The artifacts are encased in a concretion, a mineral composite formed by a chemical reaction between iron and saltwater. The concretion is the latest and largest recovered from the wreck and was too heavy to be lifted by crane, Clifford said by cellphone yesterday from his boat, the 75-foot Vast Explorer.
A custom-built net was attached to the mass, which was lifted from the ocean floor by four flotation bags, Clifford said.
Clifford discovered the concretion last summer in the same spot, about 50 feet down and 2000 feet off Marconi Beach in Wellfleet, as a smaller mass of three cannons that he retrieved last month, Clifford said.
The newly found cannons, believed to be among about 30 the Whydah had stolen from other ships and was storing in its hold, were found about 10 feet beneath the ocean floor at the spot where Clifford discovered the first artifacts from the wreck in 1984. He owns the wreck site.
The concretion, about the size of a sedan, was to be tied to a pier in Provincetown last night and left underwater until it can be transported to a laboratory in Brewster for examination later this week, Clifford said.
"All we know is that there are some cannons and other artifacts sticking out of it, but until we get it in the lab and X-ray it, we won't know exactly what's in there," Clifford said. "It's pretty suspenseful."

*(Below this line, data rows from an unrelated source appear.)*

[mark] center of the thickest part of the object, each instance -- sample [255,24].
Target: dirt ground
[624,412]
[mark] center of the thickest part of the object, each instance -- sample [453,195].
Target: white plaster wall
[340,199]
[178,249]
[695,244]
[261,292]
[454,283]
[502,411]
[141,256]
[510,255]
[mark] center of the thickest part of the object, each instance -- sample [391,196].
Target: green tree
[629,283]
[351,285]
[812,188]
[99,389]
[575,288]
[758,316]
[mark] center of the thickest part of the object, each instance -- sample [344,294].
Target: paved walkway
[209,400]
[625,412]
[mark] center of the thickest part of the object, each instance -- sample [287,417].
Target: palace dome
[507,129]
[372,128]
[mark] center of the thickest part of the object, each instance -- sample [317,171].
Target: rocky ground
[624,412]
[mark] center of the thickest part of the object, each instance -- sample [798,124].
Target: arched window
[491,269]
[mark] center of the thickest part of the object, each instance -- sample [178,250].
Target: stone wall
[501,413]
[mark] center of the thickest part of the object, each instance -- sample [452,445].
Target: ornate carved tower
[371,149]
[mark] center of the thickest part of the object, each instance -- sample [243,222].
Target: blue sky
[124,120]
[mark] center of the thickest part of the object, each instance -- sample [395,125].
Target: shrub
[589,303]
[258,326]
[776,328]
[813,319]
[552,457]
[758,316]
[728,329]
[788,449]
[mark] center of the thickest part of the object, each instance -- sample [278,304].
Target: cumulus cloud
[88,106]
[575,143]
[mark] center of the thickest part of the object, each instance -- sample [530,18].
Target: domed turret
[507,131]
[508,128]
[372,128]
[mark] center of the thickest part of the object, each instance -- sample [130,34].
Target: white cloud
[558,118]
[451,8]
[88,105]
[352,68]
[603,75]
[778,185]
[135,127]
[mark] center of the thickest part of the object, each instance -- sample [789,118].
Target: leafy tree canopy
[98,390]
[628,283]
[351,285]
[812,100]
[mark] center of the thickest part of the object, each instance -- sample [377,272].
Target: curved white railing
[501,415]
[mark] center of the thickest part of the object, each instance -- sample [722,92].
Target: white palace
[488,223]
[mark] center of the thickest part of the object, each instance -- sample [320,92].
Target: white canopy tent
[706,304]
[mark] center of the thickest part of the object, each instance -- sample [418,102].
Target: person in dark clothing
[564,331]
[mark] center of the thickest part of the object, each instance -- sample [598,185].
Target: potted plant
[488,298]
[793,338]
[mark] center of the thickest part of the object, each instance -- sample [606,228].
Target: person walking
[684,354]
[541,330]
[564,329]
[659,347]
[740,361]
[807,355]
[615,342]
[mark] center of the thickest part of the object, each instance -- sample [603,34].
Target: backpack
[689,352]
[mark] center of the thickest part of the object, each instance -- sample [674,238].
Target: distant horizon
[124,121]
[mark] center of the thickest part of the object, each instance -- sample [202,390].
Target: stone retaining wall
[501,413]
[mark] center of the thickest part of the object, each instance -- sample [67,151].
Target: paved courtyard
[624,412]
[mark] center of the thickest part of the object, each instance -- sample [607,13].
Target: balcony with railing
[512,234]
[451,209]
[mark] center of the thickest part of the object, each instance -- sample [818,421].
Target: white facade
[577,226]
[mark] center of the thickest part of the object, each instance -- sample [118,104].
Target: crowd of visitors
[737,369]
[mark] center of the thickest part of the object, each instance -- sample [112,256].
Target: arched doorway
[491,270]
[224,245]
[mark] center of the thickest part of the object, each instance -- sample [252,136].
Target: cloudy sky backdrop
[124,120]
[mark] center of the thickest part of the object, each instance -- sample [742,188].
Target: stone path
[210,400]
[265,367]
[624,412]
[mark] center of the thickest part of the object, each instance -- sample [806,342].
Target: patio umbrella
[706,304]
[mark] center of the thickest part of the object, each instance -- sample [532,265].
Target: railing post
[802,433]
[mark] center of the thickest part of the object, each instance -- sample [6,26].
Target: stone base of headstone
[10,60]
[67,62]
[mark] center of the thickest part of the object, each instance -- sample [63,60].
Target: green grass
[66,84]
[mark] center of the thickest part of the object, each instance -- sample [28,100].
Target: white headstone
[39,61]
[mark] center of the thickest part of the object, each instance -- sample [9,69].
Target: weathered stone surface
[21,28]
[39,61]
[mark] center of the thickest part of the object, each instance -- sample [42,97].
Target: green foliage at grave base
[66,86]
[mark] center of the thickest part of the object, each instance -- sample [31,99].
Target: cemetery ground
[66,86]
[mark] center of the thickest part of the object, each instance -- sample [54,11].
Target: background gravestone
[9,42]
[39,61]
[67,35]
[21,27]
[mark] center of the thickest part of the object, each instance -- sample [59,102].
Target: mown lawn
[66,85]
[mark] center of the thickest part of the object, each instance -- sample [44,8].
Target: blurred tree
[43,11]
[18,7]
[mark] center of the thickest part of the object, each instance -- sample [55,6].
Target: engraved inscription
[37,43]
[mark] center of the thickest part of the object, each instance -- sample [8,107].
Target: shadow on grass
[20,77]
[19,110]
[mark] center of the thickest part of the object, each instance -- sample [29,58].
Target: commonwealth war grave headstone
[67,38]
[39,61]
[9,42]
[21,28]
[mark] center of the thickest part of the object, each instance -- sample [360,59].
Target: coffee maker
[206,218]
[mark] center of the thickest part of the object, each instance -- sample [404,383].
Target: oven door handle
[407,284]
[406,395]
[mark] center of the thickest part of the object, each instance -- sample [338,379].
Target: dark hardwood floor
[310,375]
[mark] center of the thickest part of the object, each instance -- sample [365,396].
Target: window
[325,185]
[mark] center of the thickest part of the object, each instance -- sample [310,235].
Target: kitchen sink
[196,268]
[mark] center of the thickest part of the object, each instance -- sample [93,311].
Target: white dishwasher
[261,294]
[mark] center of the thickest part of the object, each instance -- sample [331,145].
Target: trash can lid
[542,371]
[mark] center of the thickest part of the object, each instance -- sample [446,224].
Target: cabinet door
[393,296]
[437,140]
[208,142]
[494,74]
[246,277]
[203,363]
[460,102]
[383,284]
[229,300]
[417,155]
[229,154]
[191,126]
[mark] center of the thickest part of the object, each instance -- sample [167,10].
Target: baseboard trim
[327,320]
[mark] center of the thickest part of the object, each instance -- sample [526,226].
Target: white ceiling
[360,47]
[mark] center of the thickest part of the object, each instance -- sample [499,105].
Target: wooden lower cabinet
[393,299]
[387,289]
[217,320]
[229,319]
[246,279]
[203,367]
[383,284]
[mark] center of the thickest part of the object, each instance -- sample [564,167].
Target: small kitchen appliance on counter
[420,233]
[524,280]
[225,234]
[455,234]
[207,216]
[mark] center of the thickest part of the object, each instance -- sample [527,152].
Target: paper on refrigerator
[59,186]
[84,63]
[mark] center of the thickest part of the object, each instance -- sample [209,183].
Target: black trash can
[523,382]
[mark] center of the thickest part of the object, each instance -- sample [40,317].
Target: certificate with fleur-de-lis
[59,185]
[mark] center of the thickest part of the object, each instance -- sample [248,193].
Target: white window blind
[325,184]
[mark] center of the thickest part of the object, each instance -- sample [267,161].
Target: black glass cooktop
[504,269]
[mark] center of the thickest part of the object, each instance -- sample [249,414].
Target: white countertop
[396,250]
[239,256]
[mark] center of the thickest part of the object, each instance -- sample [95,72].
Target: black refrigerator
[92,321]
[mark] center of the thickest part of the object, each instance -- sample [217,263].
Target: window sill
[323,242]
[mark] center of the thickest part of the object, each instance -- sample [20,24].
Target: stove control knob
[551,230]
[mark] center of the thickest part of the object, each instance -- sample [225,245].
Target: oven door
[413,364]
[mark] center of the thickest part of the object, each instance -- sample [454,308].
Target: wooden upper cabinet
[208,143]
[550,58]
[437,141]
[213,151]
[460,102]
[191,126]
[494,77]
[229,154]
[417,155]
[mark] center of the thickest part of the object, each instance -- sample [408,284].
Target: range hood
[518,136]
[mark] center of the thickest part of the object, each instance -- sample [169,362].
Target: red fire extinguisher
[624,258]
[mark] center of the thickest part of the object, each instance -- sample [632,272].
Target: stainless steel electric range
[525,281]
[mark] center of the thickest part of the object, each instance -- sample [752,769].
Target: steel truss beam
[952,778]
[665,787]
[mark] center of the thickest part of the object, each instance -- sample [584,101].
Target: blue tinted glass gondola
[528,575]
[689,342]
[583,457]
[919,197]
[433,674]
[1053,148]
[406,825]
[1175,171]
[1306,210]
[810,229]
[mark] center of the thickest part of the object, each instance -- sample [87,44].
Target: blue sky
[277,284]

The Whydah, laden with loot from at least 54 other ships and manned by a crew of about 140 pirates, sank in a northeaster off Wellfleet on April 26, 1717. Clifford has removed about 200,000 artifacts from the wreck, some 200 of which are on display in Cincinnati as part of a traveling museum exhibit. He declined to put a value on the recovered items, which he has said are priceless.